Es empfiehlt sich pünktlich zu sein, wenn man seine Träume erfüllen will. Der Paketbote kommt keine Minute zu früh und Michel keine zu spät. Es muss ein gutes Omen sein, dass die Zustellung schon mal geglückt ist. Der Adressat ist jedenfalls entzückt genug, um die Empfangsbestätigung mit „Kajak“ zu unterschreiben.

So sehr ist Michel (Bruno spielt zum ersten Mal selbst die Hauptrolle) schon eins geworden mit seiner neuen Obsession. Unverzüglich kann er jetzt die Mysterien des Zusammenbaus ergründen. Tatsächlich ist alles an seinem Platz. Das ersehnte Kajak kann auf dem Dach Gestalt annehmen; zunächst hinter dem Rücken seiner Frau Rachelle (Sandrine Kiberlain), alsbald aber mit ihrer skeptischen Zustimmung. Sie weiß zur Genüge, dass seine Phantasie Auslauf braucht. Eigentlich hielt er bislang an seinem Jugendtraum fest, Luftpostflieger zu werden:Die Lektüre von Saint-Exupérys „Nachtflug“ hat er nie ganz verdaut. Das Lenkrad seines Motorrads bedient er mit der gleichen Umsicht wie ein Pilot sein Cockpit. In seiner Fliegerjacke sieht der Mittfünfziger aber auch ziemlich schneidig aus.

Im wirklichen Leben ist er Graphiker und verbringt seine Tage am Computer. Aber gerade der Arbeitsalltag gebiert ja oft Fluchttendenzen. Als sein Chef (Denis P.) die Belegschaft prüft, ob ihr die Vokabel „Palindrom“ ein Begriff ist, stieß Michel auf das Wort Kajak, das sich auch im Französischen von vorn und von hinten lesen lässt (man ersetze das „j“ nur durch ein „y“). Von nun an ist es um ihn geschehen. Der verhinderte Flugkapitän ersetzt bloß ein Element durch ein anderes. Die erste Eskapade auf dem Fluss lässt sich vielversprechend an. Zwar bleibt Michels Gefährt nach wenigen Minuten in einer Baumwurzel stecken. Aber Rachelle bringt ihn mit Hilfe eines Seiles und der Pferdestärken ihres Kleinwagens wieder auf Kurs. Nach einem kurzen Picknick kann das Freizeitabenteuer endgültig n Angriff genommen werden.

Podalydès ist ein freundlicher Regisseur. Er hat Nachsicht mit der Verstiegenheit seiner Charaktere (erstmals spielt er selbst die Hauptrolle) und macht ihnen nur Versprechen, die er auch zu halten bereit ist. Seine Filme sind schaumleicht erzählt, obgleich sie von listiger Melancholie grundiert werden: ein vergnügter Manierist, der vom Glück im Komparativ erzählt.

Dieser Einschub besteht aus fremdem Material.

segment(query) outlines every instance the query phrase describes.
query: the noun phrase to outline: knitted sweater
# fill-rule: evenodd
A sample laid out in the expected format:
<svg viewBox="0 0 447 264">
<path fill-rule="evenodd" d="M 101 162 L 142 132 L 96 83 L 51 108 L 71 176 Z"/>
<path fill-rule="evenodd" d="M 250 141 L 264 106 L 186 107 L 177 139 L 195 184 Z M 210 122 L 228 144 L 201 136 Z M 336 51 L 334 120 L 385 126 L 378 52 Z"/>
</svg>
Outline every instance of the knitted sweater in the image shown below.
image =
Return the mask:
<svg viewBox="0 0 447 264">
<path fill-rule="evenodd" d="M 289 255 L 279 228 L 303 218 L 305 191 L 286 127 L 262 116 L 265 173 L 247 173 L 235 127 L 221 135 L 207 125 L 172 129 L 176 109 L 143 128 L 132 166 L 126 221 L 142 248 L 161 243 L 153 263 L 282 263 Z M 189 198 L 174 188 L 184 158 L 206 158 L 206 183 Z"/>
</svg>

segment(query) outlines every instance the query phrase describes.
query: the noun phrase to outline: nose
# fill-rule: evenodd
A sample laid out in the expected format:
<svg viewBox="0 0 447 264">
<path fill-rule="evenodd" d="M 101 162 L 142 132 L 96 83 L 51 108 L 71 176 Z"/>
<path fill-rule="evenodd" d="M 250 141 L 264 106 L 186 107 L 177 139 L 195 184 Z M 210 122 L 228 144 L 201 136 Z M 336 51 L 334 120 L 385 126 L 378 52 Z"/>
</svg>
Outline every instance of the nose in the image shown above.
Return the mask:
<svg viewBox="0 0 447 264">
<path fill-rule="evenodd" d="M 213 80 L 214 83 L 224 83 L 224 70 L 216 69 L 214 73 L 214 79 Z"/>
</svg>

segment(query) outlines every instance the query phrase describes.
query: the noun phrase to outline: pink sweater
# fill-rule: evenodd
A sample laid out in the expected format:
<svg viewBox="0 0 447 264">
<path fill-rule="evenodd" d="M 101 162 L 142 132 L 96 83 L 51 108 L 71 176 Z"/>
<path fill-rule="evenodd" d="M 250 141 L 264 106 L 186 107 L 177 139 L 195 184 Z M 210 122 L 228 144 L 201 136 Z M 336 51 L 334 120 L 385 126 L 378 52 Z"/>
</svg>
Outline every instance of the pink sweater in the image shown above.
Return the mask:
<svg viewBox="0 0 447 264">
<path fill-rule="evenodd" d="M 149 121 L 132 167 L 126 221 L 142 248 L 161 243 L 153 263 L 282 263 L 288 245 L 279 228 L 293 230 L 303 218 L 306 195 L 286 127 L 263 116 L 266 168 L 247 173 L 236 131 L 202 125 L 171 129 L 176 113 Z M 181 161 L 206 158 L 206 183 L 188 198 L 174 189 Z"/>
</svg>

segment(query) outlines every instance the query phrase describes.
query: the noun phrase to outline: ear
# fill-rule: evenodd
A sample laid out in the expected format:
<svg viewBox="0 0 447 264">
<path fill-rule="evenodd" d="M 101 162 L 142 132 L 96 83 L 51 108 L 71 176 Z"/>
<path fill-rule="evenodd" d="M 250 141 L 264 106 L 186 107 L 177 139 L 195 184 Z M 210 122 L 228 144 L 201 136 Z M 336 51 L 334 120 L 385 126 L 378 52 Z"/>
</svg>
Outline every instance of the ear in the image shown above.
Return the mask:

Michel ist zwar hingerissen von seiner Frau, die ihm ein vertrautes Rätsel ist. Aber insgeheim tut es doch Not, ein wenig Abstand zwischen sich und sein normales Dasein zu legen. Auf der ersten Etappe gerät er gleich in einen Garten Eden: ein Landgasthaus, in dem einige Stammgäste ihre Existenz klug und heiter zubringen. Die Wirtin Laetitia (Agnès Jaoui) ist von großzügigem Naturell und die Kellnerin Mila (Vimela Pons) hat es dem neuen Gast augenblicklich angetan. Die Eine gibt ihm einen zarten Korb, die Andere indes eine reizvolle Gebrauchsanweisung für sein Begehren. Auf Reisen, die der Selbstfindung dienen, sollte man nicht zu sehr aufs Ziel fixiert sein.